I live in the wrong place. I feel like a spy behind enemy lines and I hope that no one notices when I'm out in public lest they turn and point at me and start screeching. You see, I'm a fairly liberal democratic atheist and I live in Muskogee, Oklahoma. For those of you not "from around here" allow me to explain.
When you meet someone for the first time they ask not "How are you today?" or "How are you feeling?" but more often they ask "What Church do you go to?" and on one occasion "So, were you raised in the Church?". Fortunately we're friends with a pretty hip
Reverend at a church here and I do sometimes attend to make the wife and mother-in-law happy so I have some level of plausible deniability about my church attendance.

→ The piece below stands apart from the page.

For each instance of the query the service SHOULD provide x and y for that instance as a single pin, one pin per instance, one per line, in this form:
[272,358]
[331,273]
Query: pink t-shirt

The other thing that has me worried recently is related to Oklahoma state representative Sally Kerns' most recent paranoid speeches against the "homosexual agenda" (whatever that is). The thing that really scares me about the whole situation is not that a federally elected representative could think some of the things that she does (like that early childhood education is a tool for the homosexuals to indoctrinate our children) and its not that she hasn't been called on to resign for practicing paranoid hate speech hidden behind a shield of religion. No, what really scares me is the fact that the majority of people in this state seem to agree with her from the polls that I find. I think that there's the distinct possibility that she really is a good representative of the people of Oklahoma. When driving home from work last week I passed a car parked outside of the liquor store in our neighborhood and written in soap on the rear window instead of "Go Roughers!" it said, "Amen Sally Kern".
Please send help.
Of course, there's also the possibility that along with some other infamous outspoken Republicans against homosexuality that she is as gay as drag queen bingo during pride week.